Rep. Jamaal Bowman’s (D-New York) measure, which passed 218 to 205 largely by party lines, explicitly condemns the “Great Replacement” theory — a bunk white supremacist and far right conspiracy theory that global elites are implementing a plan to saturate traditionally white countries with a majority of people of color.
The conspiracy theory, which has taken hold among right-wingers across the world, was allegedly the inspiration behind the shooting. The Buffalo mass shooter killed 10 people and injured three people; out of the 13 who were shot, 11 were Black.
“It takes two things to kill multiple people whom you don’t even know. It takes hate, and evil in someone’s heart, and a weapon of mass destruction,” Bowman said in a press conference for the resolution. Congress “need[s] to fight against hate in all of its forms to truly build a multiracial Democracy,” he said.
“The ‘Great Replacement’ theory believes that only white people are responsible for progress in our society, and that the growth of a multiracial and multi-religious society is a threat to white people’s existence and the health of our nation,” Bowman continued. “This has spread and infected the minds of so many.”
The procedural measure, which had 147 cosponsors in the House, was voted on before debate on Democrats’ bill to raise the age limit for purchasing semiautomatic guns and restrict the amount of ammunition that can be bought at once.

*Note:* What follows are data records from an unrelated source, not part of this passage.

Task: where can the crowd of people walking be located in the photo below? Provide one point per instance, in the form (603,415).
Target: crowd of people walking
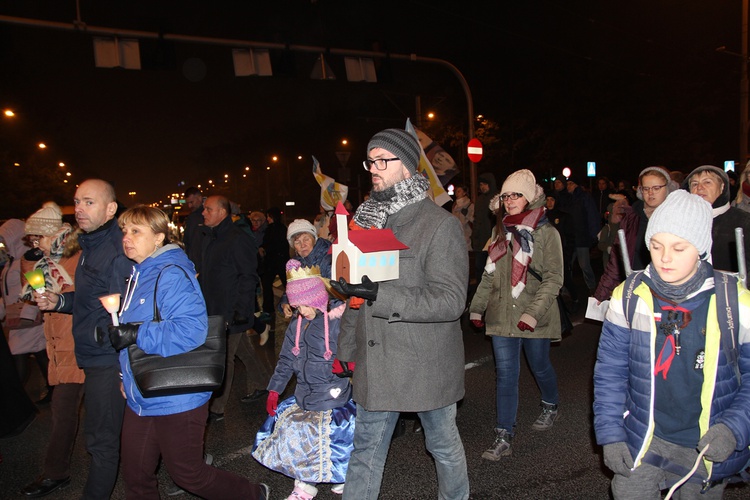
(671,383)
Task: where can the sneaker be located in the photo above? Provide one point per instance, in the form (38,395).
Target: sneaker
(264,335)
(173,490)
(547,419)
(302,491)
(500,448)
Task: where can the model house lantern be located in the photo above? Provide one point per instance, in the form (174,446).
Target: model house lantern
(370,252)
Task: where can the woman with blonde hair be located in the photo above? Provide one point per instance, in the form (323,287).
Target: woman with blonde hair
(168,426)
(518,297)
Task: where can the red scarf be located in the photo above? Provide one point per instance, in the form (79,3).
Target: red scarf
(518,227)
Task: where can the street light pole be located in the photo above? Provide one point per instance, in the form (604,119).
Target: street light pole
(744,87)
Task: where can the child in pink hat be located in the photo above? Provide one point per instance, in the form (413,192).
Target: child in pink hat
(316,425)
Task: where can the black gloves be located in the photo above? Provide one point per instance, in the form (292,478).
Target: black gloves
(721,443)
(367,290)
(123,335)
(618,459)
(33,255)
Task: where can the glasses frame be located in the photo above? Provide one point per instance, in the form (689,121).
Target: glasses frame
(368,163)
(652,189)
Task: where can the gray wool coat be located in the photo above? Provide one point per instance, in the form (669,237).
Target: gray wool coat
(408,344)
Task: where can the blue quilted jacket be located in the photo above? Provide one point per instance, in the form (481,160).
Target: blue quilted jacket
(624,380)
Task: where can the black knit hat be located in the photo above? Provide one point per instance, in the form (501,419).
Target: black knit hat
(399,142)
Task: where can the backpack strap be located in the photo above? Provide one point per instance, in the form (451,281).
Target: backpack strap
(727,308)
(628,300)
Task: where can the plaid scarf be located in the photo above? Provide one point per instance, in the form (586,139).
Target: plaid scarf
(375,211)
(517,228)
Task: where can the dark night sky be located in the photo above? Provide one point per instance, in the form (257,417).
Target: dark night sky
(628,84)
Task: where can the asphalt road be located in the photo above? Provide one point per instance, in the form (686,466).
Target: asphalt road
(563,463)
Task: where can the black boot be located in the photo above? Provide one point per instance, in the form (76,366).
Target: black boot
(400,428)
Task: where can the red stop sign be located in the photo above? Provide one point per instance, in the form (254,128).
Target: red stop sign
(474,150)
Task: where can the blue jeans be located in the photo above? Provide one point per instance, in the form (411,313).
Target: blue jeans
(507,367)
(372,438)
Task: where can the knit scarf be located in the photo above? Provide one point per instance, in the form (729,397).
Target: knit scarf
(680,293)
(375,211)
(519,229)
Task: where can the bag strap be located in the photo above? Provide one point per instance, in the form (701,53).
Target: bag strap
(157,315)
(727,308)
(628,301)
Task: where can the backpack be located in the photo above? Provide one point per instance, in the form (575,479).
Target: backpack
(727,300)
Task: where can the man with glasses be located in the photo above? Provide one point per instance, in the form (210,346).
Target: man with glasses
(406,337)
(587,225)
(193,222)
(654,184)
(712,184)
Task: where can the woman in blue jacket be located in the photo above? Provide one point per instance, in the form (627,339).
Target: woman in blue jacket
(168,426)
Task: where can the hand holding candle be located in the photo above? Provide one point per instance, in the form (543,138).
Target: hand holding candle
(112,303)
(36,280)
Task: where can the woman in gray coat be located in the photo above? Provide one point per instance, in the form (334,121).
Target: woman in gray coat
(518,296)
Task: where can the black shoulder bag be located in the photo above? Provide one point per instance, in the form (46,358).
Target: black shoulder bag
(199,370)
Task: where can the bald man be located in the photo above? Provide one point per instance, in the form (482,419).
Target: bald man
(102,270)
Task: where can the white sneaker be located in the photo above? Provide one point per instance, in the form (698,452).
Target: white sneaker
(303,491)
(264,335)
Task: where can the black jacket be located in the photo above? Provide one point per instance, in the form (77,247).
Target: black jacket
(102,270)
(227,274)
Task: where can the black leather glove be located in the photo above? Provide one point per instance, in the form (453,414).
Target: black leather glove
(123,335)
(618,459)
(721,443)
(33,255)
(366,290)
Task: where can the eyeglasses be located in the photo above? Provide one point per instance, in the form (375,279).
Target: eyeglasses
(652,189)
(379,163)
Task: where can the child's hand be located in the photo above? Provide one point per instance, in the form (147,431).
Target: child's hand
(272,402)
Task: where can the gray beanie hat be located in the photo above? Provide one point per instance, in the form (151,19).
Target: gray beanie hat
(685,215)
(299,226)
(46,221)
(399,142)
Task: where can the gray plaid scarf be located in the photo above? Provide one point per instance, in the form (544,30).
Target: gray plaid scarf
(375,211)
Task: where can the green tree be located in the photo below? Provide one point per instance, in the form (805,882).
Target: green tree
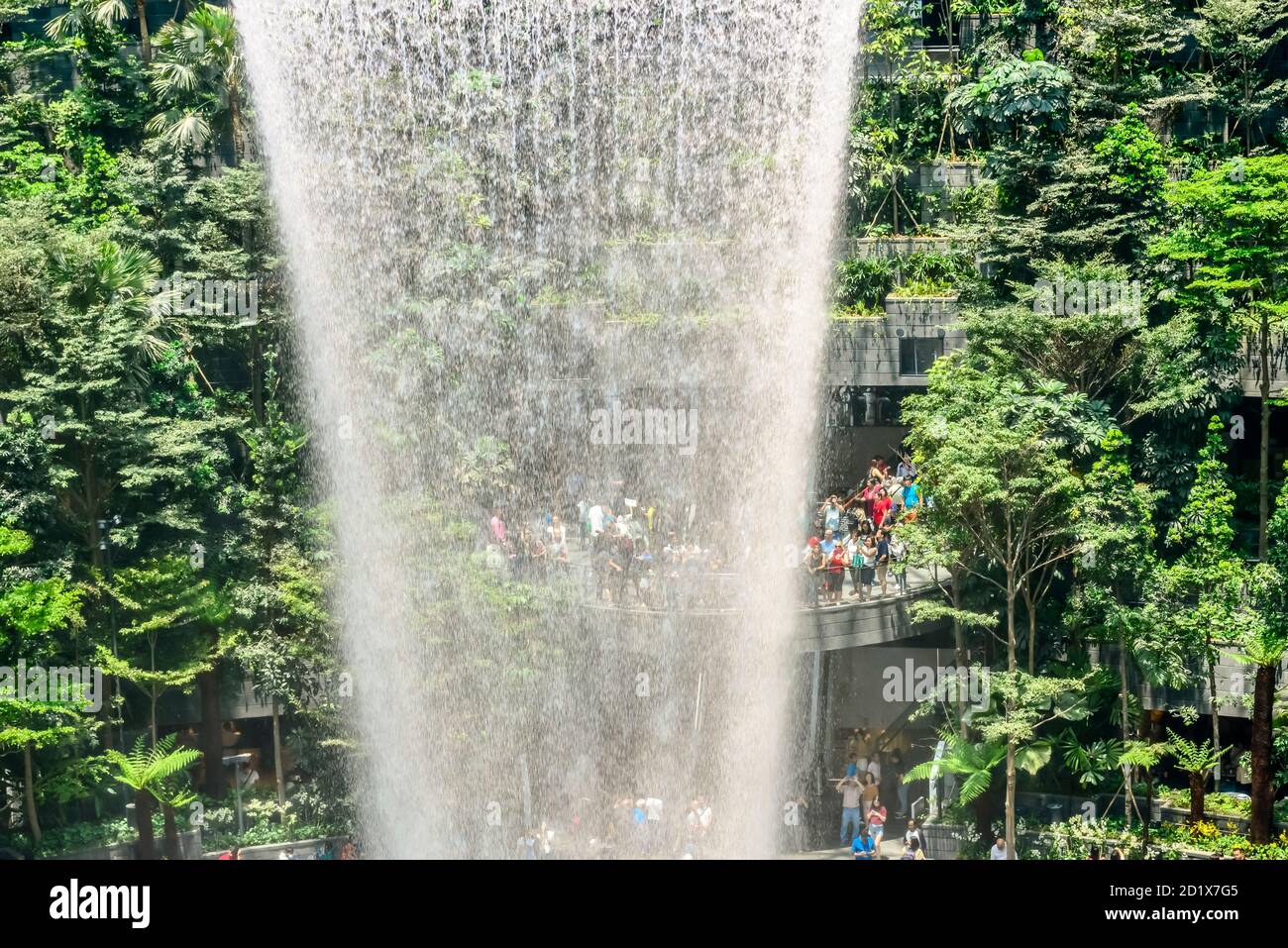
(151,772)
(1232,244)
(197,75)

While it’s common for the minority party to vote against the majority party’s procedural measures, the move also highlights Republicans’ recalcitrance to condemn white supremacy as the party hurtles further to the right. Indeed, after the shooting, Republican leaders refused to condemn the hateful theory which has been openly embraced by far right politicians in the party; Fox News further amplified the lie on the network in the days following the shooting.
Though the theory has garnered national attention due to the recent shooting in Buffalo, it’s been at least partially responsible for several mass shootings and hate rallies over the past years; the shooter who killed 51 people in two mosques in Christchurch, New Zealand, named his manifesto after the theory, and referenced it multiple times.
In a broader sense, white supremacy, which Republicans also refuse to condemn, has been at the roots of other recent mass shootings, including the 2015 massacre of worshipers at a historically Black church in Charleston, South Carolina.
Instead, Republicans now seem more open than ever to embracing murder and violence when it’s done in the name of dangerous far right ideologies. In the past years, Republicans have made an idol out of Kyle Rittenhouse, who shot three people at a protest against police brutality in 2020, killing two of them. Rittenhouse has cavorted with far right militia members and has displayed white nationalist hand signals — and, when he was acquitted of murder charges after a biased trial, Republicans showered the killer with praise.